C’est une annonce qui pourrait profondément redessiner la diffusion du sport à la télévision publique. Ce mardi 5 mai, la commission d’enquête sur l’audiovisuel public de l’Assemblée nationale a dévoilé un rapport aux conclusions radicales : il est proposé de **réduire fortement le budget consacré au sport sur France Télévisions**.

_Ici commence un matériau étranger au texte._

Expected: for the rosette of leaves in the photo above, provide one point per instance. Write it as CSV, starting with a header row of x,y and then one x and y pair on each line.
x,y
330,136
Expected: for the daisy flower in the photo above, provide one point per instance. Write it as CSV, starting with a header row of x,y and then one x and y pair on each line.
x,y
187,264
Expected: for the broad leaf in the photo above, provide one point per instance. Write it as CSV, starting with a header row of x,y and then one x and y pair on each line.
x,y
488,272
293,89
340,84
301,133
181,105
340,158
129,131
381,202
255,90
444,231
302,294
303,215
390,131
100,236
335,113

Le quotidien régional La Dépêche révèle les mesures envisagées, parmi lesquelles figure une coupe drastique des financements. Le rapporteur Charles Alloncle recommande de diminuer d’un tiers le budget sport, soit une économie de près de 50 millions d’euros par an. Aujourd’hui, ce budget s’élève à environ 199,6 millions d’euros annuels, répartis à hauteur de deux tiers pour l’achat des droits de diffusion, et un tiers pour la production. En parallèle, les recettes publicitaires générées plafonnent à 39,5 millions d’euros, inscrivant un déséquilibre financier notable que le rapport privilégie d’aborder sous un angle essentiellement économique, soulevant ainsi une interrogation sur la mission du service public.
Cette réduction budgétaire aurait des répercussions immédiates sur la couverture de plusieurs compétitions majeures, notamment le Tournoi des VI Nations, la finale du Top 14, ainsi que les finales européennes de rugby impliquant des clubs français. Ces événements, fortement ancrés dans la tradition du service public et grandement suivis par le public, risquent donc de disparaître des écrans de France Télévisions.
Pour compenser ces économies, le rapport propose que France Télévisions cesse d’acquérir certains droits sportifs, qui seraient alors pris en charge par des chaînes privées. Ces dernières continueraient toutefois à diffuser les compétitions en clair, conformément à la législation en vigueur. Un basculement qui, tout en préservant l’accès gratuit pour les téléspectateurs, entraînerait une perte significative du rôle éditorial de France Télévisions, ainsi que de son accès privilégié aux acteurs du sport de haut niveau.
Le rapport souligne d’ailleurs un paradoxe saisissant : lors des Jeux Olympiques de Paris 2024, 60 millions de Français ont suivi les épreuves sur les chaînes publiques. En 2025, ce chiffre s’établissait encore à 56 millions pour le sport sur France Télévisions. Des audiences extrêmement élevées contrastant avec la volonté de réduire drastiquement les moyens alloués au secteur.
Certaines manifestations emblématiques, telles que le Tour de France, Roland-Garros, Paris-Roubaix ainsi que les Jeux olympiques et paralympiques, bénéficieraient cependant d’un traitement d’exception de par leur importance culturelle et sportive en France.
En revanche, le rugby, qui connaît une popularité grandissante dans l’Hexagone, pourrait voir sa visibilité sur le service public fortement diminuer au profit de diffuseurs privés, déjà très présents sur le marché. Un tournant majeur dans la diffusion de ce sport, qui risque de bouleverser l’équilibre actuel entre service public et privé.